Content safety framework applied to FM inputs and outputs.

Filter TypeWhat It Blocks
Content filtersHate, insults, sexual, violence, misconduct, prompt attacks (6 categories, adjustable severity)
Denied topicsCustom topics to avoid (e.g., “competitor pricing”)
Word filtersBlock specific words/phrases
Sensitive info (PII)Detect and redact PII (SSN, email, phone, etc.)
Contextual groundingBlock hallucinated or irrelevant responses
Guardrails Flow:
  User Input → [Input Guardrail] → FM → [Output Guardrail] → Response
                    ↓                          ↓
               Block/modify               Block/modify
               if policy                  if policy
               violated                   violated

ELI5: Guardrails are like parental controls for your AI — they filter what goes in and what comes out. You can block topics (“never discuss competitors”), automatically redact PII before it reaches the model or leaves the response, and prevent toxic content. Unlike prompt engineering (asking the model nicely to behave), Guardrails enforce rules at the infrastructure level — the model doesn’t even see the blocked content.


Bedrock Model Evaluation

Evaluation TypeHow It Works
AutomaticBuilt-in metrics (accuracy, robustness, toxicity) on benchmark datasets
HumanSubject matter experts rate model outputs
CustomYour own evaluation criteria and datasets

Quick Reference: Bedrock vs SageMaker JumpStart

FeatureBedrockSageMaker JumpStart
HostingFully managed APIYou manage endpoint
ModelsCurated FMs (Titan, Claude, Llama)400+ open-source models
CustomizationFine-tune, continued pre-trainingFull training control
RAGKnowledge Bases (managed)Build your own
AgentsManaged agentsBuild your own
Cost modelPer tokenPer instance hour
Best forGenAI applicationsCustom ML + GenAI experiments

Exam tip: If the question is about GenAI applications (chatbots, RAG, content generation) → Bedrock. If it’s about custom model training/deploymentSageMaker.

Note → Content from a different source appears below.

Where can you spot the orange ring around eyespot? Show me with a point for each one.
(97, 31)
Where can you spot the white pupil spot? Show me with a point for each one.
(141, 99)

ELI5: Bedrock is a vending machine — pick a model, call the API, pay per token, done. SageMaker JumpStart is a workshop — pick a model, customize everything, manage your own deployment, pay per instance hour. Bedrock requires zero infrastructure knowledge; JumpStart gives you full control. For the exam, “build a GenAI app quickly” = Bedrock; “fine-tune and self-host” = JumpStart.